A full house signalled his was going to be a special night, and it was. As always, the Redgum sound system, ably managed by Ian Robinson, delivered the sonic goods while the almost incomparably lovely Lindy Gerber took us on a fascinating journey through her world of Opera.

Her nine years spent in Vienna, the home of all things opera in Austria, formed the basis of a superb presentation covering everything from how seats are obtained and where the various levels of enthusiast reside in the theatre to how opera is taught, staged, performed and savoured.

From the ancient cobblestones outside the theatres and what happens on the winding staircases inside to what a teacher needs to know in order to train the best singers, how the chorus is chosen and the seriousness professionalism of the positions, to examples of both bad and brilliant opera performances; we were given it all. Her passion is such that while residing in Vienna she taught herself German so she could immerse herself completely in that operatic world.

A nice touch on the evening was the series of coloured photos and magazine clippings culled from Lindy's extensive collection she had set out on the walls of the Willis Room. During the long break members could see the elaborate staging of some of the major works and read about significant triumphs by major performers.

It was a great evening. Non opera fans had their eyes and ears opened in the most stimulating way and for opera buffs it was pure heaven. Thank you once again, Lindy and Ian.

James Hill

January 2010 Buy, Swap and Sell

One thing that's never in short supply at all the GMs is conversation, so there was no music after the "official business", just talking! All the tables around the room were full of gear on offer, or just to see, including Mick's bags of "lead pellets" - the room was soon "abuzz".

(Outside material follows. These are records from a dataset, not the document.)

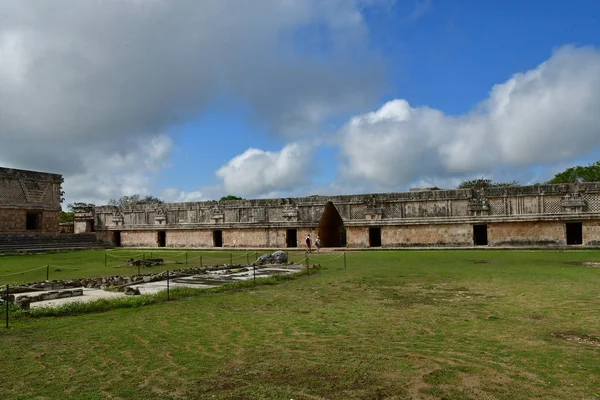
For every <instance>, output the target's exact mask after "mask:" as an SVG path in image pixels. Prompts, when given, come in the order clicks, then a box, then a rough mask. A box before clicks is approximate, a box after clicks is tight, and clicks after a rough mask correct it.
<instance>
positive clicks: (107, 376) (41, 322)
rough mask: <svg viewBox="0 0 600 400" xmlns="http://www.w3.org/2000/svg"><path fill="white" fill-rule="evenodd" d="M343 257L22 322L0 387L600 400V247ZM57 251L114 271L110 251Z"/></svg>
mask: <svg viewBox="0 0 600 400" xmlns="http://www.w3.org/2000/svg"><path fill="white" fill-rule="evenodd" d="M239 254H240V255H241V254H244V253H239ZM96 255H100V256H101V258H100V260H101V262H98V261H97V260H96V258H94V257H95V256H96ZM227 256H228V254H227ZM335 256H336V254H327V255H321V256H316V257H315V260H316V259H317V258H318V257H321V261H322V262H321V265H322V266H323V268H322V269H321V270H320V271H319V272H318V273H317V274H316V275H313V276H311V277H301V278H298V279H296V280H293V281H286V282H282V283H280V284H278V285H275V286H260V287H257V288H255V289H247V290H242V291H235V292H230V293H218V294H210V295H203V296H198V297H190V298H186V299H182V300H177V301H173V302H168V303H161V304H155V305H151V306H146V307H140V308H133V309H131V308H128V309H118V310H114V311H109V312H105V313H97V314H86V315H79V316H72V317H59V318H49V317H45V318H38V319H31V318H22V319H17V320H15V321H11V328H10V329H8V330H6V329H0V354H2V360H3V362H2V363H0V376H1V377H2V378H1V380H0V382H1V383H0V395H2V397H3V398H12V399H36V398H37V399H125V398H135V399H155V398H157V399H163V398H164V399H170V398H173V399H295V400H298V399H410V398H413V399H447V400H449V399H598V398H600V295H599V290H600V289H599V288H600V268H598V267H595V266H594V265H593V264H588V265H583V264H581V263H582V262H596V261H600V252H597V251H569V252H566V251H565V252H558V251H556V252H553V251H492V250H486V251H475V250H471V251H400V252H391V251H390V252H387V251H380V252H349V253H348V256H347V268H346V269H344V268H343V264H342V262H341V260H342V259H339V258H338V259H336V260H334V261H328V260H330V259H332V258H333V257H335ZM22 257H23V258H21V261H20V262H19V263H18V264H19V268H21V267H24V266H25V264H26V262H25V261H26V260H27V259H28V257H31V258H33V259H35V257H37V256H22ZM48 257H57V258H56V259H55V260H56V261H55V262H53V263H56V264H57V265H63V266H72V267H73V268H81V269H80V270H79V271H75V272H84V271H86V272H90V273H93V274H96V273H98V274H103V267H104V264H103V263H104V258H103V253H96V252H87V253H85V254H84V253H69V254H56V255H48ZM77 257H80V258H79V260H77ZM86 257H89V260H90V265H89V266H87V265H86V264H85V263H84V262H83V260H84V259H85V258H86ZM92 259H93V260H94V261H93V262H92V261H91V260H92ZM7 260H8V261H10V262H13V261H14V260H12V259H10V258H4V257H3V258H0V265H1V266H0V271H7V270H10V271H14V268H16V267H7V266H5V265H4V264H5V262H6V261H7ZM41 260H42V259H41V258H38V259H35V262H34V261H32V263H33V264H31V265H35V263H36V262H38V261H41ZM317 262H318V261H317ZM44 263H47V262H42V263H41V264H44ZM7 265H8V264H7ZM11 268H12V269H11ZM115 269H116V267H115ZM65 271H66V270H65ZM61 272H62V271H61ZM2 273H3V272H0V274H2ZM111 274H112V275H114V273H112V272H111V273H109V274H107V275H111ZM78 276H81V274H79V275H78Z"/></svg>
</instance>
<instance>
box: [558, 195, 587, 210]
mask: <svg viewBox="0 0 600 400" xmlns="http://www.w3.org/2000/svg"><path fill="white" fill-rule="evenodd" d="M560 205H561V207H562V208H563V209H564V210H565V211H566V212H582V211H583V210H584V209H585V207H586V206H587V203H586V202H585V200H584V199H583V197H581V194H579V193H567V194H565V195H564V196H563V198H562V200H561V202H560Z"/></svg>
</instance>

This is a really good opportunity to just talk about equipment, future projects, music, etc without running out of time and also for our newer members to find others with similar interests and also for our regular folks just to catch up on things - it's an invaluable night on the calender.

The supper of pizza, wine, beer and soft drink went down quite well and just enough to go around. Thank you everyone for cleaning up - so many made it very easy, plus the finishing touch with the vac!